Package Overview

Implements the Expectation Maximisation Algorithm for clustering the multivariate and univariate datasets. There are two versions of EM implemented- EM and EM* (converge faster by avoiding revisiting the data). For more details on EM*, see the ‘References’ section below.
The package has been tested with numerical datasets (not recommended for categorical/ordinal data). The package comes bundled with a dataset for demonstration (ionosphere_data.csv). More help about the package can be seen by typing ?DCEM in the R console (after installing the package).

Currently, data imputation is not supported and user has to handle the missing data before using the package.

Contact

For any Bug Fixes/Feature Update(s)

[Parichit Sharma: parishar@iu.edu]

For Reporting Issues

Issues

GitHub Repository Link

Github Repository

Installation Instructions

Installing from CRAN

install.packages(dcem)

Installing from the Binary Package

install.packages(dcem_1.0.0.tgz, repos = NULL, type="source")

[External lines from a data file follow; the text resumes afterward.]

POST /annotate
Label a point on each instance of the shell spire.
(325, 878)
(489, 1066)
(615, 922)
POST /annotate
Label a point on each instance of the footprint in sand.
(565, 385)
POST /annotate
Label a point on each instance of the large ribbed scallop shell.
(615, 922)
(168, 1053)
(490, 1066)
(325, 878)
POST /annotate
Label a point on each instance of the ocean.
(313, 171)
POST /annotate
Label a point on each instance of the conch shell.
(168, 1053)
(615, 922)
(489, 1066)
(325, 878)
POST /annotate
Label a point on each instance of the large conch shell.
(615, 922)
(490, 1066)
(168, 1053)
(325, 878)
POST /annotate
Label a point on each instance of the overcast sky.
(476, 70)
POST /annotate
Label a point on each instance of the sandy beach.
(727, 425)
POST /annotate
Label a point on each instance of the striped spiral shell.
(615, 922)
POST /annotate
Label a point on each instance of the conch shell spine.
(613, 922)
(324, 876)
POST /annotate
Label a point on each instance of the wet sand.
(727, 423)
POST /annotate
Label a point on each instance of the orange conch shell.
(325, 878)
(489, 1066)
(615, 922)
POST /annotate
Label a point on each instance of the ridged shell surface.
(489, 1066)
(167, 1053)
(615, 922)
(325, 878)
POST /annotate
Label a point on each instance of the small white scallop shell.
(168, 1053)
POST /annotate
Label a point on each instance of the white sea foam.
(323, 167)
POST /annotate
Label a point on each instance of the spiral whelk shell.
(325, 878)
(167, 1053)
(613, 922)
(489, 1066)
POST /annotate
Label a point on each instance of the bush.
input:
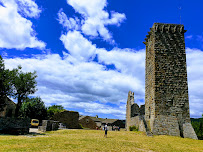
(133, 128)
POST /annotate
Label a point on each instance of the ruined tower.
(130, 102)
(166, 88)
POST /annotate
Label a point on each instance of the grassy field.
(93, 140)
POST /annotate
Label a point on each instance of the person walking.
(105, 129)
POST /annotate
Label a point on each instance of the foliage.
(33, 108)
(24, 84)
(133, 128)
(198, 127)
(93, 140)
(54, 109)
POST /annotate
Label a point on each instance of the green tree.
(24, 84)
(5, 83)
(33, 108)
(54, 109)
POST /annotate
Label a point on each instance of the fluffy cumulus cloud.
(90, 86)
(78, 46)
(15, 30)
(68, 23)
(95, 18)
(77, 83)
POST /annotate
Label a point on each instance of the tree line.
(19, 85)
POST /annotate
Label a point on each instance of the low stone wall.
(69, 118)
(166, 125)
(14, 126)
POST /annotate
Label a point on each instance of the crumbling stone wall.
(87, 122)
(134, 113)
(166, 88)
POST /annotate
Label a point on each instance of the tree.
(54, 109)
(24, 84)
(33, 108)
(5, 84)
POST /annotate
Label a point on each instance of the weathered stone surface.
(166, 89)
(188, 131)
(166, 125)
(87, 122)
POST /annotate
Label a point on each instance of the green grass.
(93, 140)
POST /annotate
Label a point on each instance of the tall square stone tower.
(166, 88)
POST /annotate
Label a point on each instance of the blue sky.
(89, 53)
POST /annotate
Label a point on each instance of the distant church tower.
(166, 87)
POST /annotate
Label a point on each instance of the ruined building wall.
(134, 114)
(166, 88)
(130, 101)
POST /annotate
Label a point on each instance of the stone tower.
(130, 102)
(166, 88)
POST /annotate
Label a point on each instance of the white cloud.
(78, 46)
(73, 84)
(96, 18)
(15, 30)
(28, 8)
(195, 80)
(78, 84)
(68, 23)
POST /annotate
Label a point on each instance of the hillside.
(93, 140)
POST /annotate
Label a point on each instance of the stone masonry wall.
(130, 101)
(166, 88)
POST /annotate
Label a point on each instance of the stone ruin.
(166, 88)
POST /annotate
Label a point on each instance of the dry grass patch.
(93, 140)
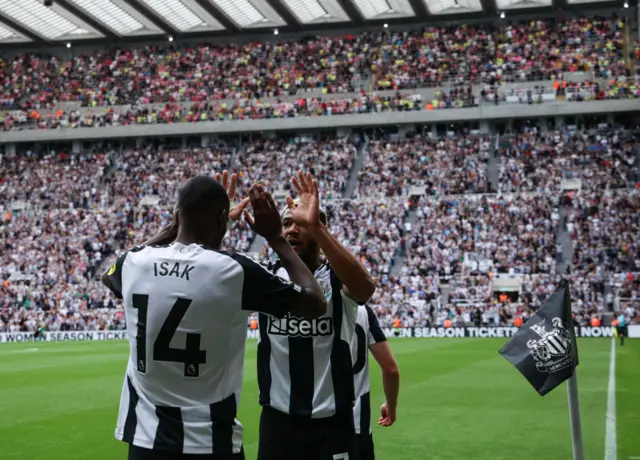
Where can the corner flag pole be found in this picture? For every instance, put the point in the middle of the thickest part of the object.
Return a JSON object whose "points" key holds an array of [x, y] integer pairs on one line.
{"points": [[574, 417]]}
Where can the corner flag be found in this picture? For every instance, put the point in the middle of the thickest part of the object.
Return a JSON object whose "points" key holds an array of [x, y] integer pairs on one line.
{"points": [[545, 351]]}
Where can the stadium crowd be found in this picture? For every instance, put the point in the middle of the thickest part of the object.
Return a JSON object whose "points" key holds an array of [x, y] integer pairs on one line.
{"points": [[529, 50], [479, 234], [539, 161], [444, 166], [77, 211]]}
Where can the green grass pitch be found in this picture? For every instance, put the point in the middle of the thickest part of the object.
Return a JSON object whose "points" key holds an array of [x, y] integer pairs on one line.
{"points": [[459, 400]]}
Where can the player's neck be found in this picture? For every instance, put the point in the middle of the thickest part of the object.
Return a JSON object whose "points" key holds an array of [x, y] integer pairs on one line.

How to use the package (An Example: working with the default bundled dataset)

ionosphere_data = read.csv2(
  file = paste(trimws(getwd()),"/data/","ionosphere_data.csv",sep = ""),
  sep = ",",
  header = FALSE,
  stringsAsFactors = FALSE
)

Paste the below code in the R session to clean the dataset.

ionosphere_data =  trim_data("35,2", ionosphere_data)

Paste the below code in the R session to call the dcem_train() function.

dcem_out = dcem_train(data = ionosphere_data, threshold = 0.0001, iteration_count = 50, num_clusters = 2)
          [1] Posterior Probabilities: `**dcem_out$prob**`: A matrix of posterior-probabilities for the 
              points in the dataset.
              
          [2] Mean(s): `**dcem_out$mean**`
              
              For multivariate data: It is a matrix of means for the gaussians. Each row in the  
              matrix corresponds to a mean for the gaussian.
              
              For univariate data: It is a vector if means. Each element of the vector corresponds 
              to one gaussian.
              
          [3] Co-variance matrices 
          
              For multivariate data: `**dcem_out$cov**`: list of co-variance matrices for the gaussians.
          
              For univariate data: Standard-deviation `**dcem_out$sd**`: vector of standard deviation(s) 
              for the gaussians.
               
          [4] Priors: `**dcem_out$prior**`: a vector of priors for the gaussians.

How to access the help (after installing the package)

?dcem_star_train
?dcem_train
?dcem_test
?DCEM